The next great leap in artificial intelligence will not come from better language models. It will come from machines that understand how the physical world works and how to control it.
I’ve spent years thinking about this, first as an immunologist at Oxford, studying how immunological networks learn through feedback rather than instruction, then as an investor leading Khosla Ventures’ largest seed investment since OpenAI, into a world modeling lab called General Intuition.
The binding constraint on embodied AI isn’t compute or architecture. It’s a specific kind of data that barely exists.
Letting the Genie out
Earlier this year, Google shipped Project Genie and sent the entire gaming market downhill. The market read it as a threat to Unity, TakeTwo Interactive, Roblox, the entire content creation pipeline—AI coming for game developers. But reducing this to gaming disruption is like watching the first iPhone demo and concluding Apple was coming for Nokia. The real play is owning every spatial workload on the planet.
What tipped Google’s hand is not what Genie does well, but what it compromises on: environments that last only a few minutes, noticeable latency, physics that behaves strangely. For now, these are acceptable limitations when the real purpose isn’t entertainment. Google told us explicitly that Genie 3 is “a key stepping stone on the path to AGI,” infrastructure for training SIMA, their generalist agent that needs endless diverse environments to learn navigation, object manipulation, and real-world physics. Spawning objects mid-session and changing environmental conditions on the fly isn’t a gaming feature. It’s a curriculum generator for reinforcement learning.
What Google has built is an environment factory, a system that collapses the months of hand-coding traditionally required to create training simulations into seconds of text prompting.
Going beyond glass screens
To understand why that distinction matters, zoom out. For all the upheaval of the digital revolution, remarkably little has changed about how we physically interact with reality. The leap from early desktop computing to the smartphone to the transformer architecture was enormous in terms of information flow. But we’re still mostly poking at glass screens.
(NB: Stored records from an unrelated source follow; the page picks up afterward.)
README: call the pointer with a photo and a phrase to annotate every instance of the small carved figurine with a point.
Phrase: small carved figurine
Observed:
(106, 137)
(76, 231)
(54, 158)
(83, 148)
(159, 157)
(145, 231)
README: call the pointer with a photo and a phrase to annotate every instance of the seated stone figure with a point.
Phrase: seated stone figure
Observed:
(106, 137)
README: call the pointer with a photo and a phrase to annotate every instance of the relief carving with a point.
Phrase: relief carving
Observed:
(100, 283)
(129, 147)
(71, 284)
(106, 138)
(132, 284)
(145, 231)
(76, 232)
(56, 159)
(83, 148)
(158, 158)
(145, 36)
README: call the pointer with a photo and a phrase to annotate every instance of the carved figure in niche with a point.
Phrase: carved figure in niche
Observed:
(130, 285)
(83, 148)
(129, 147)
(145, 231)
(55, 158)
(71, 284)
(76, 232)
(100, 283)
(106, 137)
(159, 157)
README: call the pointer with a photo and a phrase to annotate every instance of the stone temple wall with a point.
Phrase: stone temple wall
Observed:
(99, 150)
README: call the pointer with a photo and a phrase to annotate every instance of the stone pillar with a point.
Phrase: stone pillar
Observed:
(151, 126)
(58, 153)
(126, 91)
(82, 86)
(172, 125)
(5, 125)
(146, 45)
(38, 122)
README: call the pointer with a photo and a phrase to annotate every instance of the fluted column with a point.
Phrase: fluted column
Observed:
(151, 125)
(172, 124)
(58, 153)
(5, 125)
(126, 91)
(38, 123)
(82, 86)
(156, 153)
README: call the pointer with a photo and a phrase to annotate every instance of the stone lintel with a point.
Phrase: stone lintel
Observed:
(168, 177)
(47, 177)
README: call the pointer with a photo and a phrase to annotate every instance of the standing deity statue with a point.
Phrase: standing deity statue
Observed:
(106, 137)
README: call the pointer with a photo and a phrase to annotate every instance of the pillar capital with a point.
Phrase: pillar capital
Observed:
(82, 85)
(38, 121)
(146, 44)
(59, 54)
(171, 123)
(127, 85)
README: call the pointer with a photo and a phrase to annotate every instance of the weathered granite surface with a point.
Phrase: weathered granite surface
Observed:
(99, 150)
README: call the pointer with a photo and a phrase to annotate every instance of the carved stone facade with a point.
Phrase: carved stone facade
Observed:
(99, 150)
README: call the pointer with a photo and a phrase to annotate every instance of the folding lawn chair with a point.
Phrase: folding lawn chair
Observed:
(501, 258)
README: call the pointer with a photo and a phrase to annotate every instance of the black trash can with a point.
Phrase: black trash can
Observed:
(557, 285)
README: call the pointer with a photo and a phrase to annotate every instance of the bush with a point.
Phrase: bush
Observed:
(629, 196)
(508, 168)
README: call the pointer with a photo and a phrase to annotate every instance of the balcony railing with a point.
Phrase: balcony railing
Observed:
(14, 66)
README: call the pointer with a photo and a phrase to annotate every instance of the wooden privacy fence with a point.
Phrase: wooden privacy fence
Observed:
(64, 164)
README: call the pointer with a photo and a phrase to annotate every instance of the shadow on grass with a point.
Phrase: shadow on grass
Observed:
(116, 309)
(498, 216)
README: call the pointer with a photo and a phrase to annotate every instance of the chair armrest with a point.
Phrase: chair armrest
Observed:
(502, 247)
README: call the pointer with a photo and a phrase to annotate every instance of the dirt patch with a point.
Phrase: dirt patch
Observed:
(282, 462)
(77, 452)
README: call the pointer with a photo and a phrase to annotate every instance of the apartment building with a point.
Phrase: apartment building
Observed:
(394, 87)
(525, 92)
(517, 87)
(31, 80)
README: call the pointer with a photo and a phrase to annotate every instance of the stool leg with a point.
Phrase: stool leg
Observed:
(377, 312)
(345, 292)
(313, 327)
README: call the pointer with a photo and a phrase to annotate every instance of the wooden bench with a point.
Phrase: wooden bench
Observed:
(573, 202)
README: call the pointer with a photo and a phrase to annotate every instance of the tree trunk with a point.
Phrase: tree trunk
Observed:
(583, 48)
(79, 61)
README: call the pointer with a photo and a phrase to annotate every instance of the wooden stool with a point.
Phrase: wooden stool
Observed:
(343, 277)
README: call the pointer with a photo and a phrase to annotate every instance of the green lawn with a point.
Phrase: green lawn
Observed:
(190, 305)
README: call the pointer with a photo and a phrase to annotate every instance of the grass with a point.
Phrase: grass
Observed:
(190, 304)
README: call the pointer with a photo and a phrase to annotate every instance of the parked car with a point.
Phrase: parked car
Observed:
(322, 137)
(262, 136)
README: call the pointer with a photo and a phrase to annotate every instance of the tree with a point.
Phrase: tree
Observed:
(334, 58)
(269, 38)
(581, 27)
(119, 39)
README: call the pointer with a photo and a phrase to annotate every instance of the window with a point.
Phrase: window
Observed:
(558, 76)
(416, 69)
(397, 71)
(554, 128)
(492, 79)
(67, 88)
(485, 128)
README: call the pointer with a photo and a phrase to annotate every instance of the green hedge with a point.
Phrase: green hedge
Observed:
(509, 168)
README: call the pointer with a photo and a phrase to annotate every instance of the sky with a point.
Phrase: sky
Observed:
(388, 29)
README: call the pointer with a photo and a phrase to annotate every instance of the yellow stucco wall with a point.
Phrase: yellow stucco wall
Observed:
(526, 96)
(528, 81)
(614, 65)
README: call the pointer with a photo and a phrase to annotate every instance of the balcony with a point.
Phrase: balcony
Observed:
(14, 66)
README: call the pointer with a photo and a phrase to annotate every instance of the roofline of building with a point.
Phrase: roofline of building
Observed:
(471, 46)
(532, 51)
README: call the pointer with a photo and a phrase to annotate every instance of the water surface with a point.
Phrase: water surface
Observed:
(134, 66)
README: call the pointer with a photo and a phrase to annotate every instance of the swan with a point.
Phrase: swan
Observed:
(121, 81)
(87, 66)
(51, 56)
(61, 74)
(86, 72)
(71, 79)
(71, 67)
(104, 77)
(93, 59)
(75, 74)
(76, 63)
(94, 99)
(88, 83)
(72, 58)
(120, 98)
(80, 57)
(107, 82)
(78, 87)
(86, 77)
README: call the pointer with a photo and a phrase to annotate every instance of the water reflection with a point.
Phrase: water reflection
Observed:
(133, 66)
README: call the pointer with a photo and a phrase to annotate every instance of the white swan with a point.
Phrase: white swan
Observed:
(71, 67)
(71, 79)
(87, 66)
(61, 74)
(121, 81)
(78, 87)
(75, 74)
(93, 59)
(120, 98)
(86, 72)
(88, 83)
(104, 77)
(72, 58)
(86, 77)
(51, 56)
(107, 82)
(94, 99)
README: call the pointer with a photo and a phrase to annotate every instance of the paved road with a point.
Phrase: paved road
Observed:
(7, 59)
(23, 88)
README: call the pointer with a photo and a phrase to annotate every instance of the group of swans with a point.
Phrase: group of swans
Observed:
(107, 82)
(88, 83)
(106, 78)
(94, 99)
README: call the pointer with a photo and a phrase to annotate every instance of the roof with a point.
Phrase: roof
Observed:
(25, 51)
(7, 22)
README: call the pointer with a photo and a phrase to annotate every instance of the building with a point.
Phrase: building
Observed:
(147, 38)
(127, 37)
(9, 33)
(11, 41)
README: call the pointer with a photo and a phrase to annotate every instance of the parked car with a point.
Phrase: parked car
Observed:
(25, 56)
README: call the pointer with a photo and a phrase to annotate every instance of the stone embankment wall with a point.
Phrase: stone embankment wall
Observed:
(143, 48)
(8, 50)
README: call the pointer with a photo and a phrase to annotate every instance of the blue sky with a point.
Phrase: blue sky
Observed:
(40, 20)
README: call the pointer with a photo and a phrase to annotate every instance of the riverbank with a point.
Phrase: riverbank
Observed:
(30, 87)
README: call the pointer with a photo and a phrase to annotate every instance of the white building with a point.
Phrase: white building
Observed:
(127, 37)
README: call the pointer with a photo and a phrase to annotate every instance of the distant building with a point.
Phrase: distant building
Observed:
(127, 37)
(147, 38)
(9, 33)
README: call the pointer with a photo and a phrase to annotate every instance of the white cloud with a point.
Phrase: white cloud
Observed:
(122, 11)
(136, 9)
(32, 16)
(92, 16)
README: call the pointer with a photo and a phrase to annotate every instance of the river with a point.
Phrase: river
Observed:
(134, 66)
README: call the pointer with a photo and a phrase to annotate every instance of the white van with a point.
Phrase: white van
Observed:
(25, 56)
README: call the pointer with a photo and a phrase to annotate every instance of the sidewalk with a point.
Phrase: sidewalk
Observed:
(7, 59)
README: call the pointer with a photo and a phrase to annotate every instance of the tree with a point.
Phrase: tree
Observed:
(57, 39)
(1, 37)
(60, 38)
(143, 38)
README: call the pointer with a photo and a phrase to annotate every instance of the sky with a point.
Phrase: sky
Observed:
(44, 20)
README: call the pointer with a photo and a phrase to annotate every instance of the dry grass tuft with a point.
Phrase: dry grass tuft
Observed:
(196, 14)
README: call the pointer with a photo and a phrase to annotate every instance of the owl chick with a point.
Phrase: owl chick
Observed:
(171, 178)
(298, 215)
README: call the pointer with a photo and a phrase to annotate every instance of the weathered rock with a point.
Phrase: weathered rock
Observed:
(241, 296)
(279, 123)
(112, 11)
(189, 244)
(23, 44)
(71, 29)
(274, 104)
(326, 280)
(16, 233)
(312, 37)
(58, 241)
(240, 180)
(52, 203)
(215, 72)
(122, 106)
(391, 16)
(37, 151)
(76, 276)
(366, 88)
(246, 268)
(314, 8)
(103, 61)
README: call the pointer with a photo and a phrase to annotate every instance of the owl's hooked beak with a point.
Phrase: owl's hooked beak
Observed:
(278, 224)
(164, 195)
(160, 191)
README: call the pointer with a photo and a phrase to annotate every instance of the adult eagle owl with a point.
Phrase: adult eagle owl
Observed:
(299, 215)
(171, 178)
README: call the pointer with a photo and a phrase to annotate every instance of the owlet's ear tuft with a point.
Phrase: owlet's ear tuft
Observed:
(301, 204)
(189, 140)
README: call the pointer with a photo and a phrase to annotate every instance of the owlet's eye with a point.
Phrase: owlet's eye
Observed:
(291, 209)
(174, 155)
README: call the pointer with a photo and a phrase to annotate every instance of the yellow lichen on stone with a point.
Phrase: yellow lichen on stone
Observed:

Consider the squirrel outside your window, leaping branch to branch, adjusting mid-flight for wind and flex. It possesses an extraordinarily sophisticated internal model of physics: gravity, momentum, friction, and can plan complex action sequences. Yet it has no language. It simply knows, in the way that knowing existed long before describing ever could.
AI has ignored this kind of knowing almost entirely. Today’s large language models can write sonnets and debug code. But ask one to fold a towel and you’ll discover the gulf between knowing about the world and knowing how to act within it. Language is but a compression of human experience. Text captures only a thin slice of what we know.
World models, neural networks trained to understand and predict physical reality, promise to change that equation. Yann LeCun grasps this, and proclaimed “LLMs basically are a dead end when it comes to superintelligence” before leaving Meta to launch his own world-model startup. Fei-Fei Li’s World Labs just released Marble, generating 3D environments. Both understand that spatial intelligence is AI’s next frontier.
But neither has solved the binding constraint: they don’t have the data to build agents.
Training an agent requires action-conditioned data. Not just what the world looked like, but what someone did and what happened next: observation, decision, action, consequence. The complete loop. The pivot to agents requires millions of hours of human decision-making captured at the source, frame-aligned with resulting state changes, self-selected for edge cases.
Hands as the final bottleneck
Games may be the unlikely answer. They provide complete records of human agency, every input logged and labeled, in environments that capture physics and decision-making under uncertainty. Millions of hours of human judgment, already digitized.
The deepest value isn’t physics. It’s human intuition. A physics engine models how a drone moves; it can’t model how a skilled operator reacts when surprised. In surgery, it’s the feel for how the tissue responds to the scalpel. Train on human decision-making and you capture expertise that can’t be described with words, only shown, felt.
Get this right and the consequences echo what software did to information.
When a machine can learn a manipulation task from hours of demonstration instead of months of programming, manufacturing economics flip. Small-batch production becomes viable. Custom goods cost what mass goods cost today. A master electrician’s lifetime of knowledge deploys in a thousand cities at once. The best surgeon’s judgment scales to rural hospitals that have no access today. The bottleneck was never scalpels. It was hands.
Agriculture, logistics, eldercare. Every domain where physical skill is scarce becomes a candidate for transformation. The common thread: expertise locked in individual bodies becomes transferable.
The digital revolution made information free. The world-model revolution will make capability free. I can’t think of a more consequential bet to make.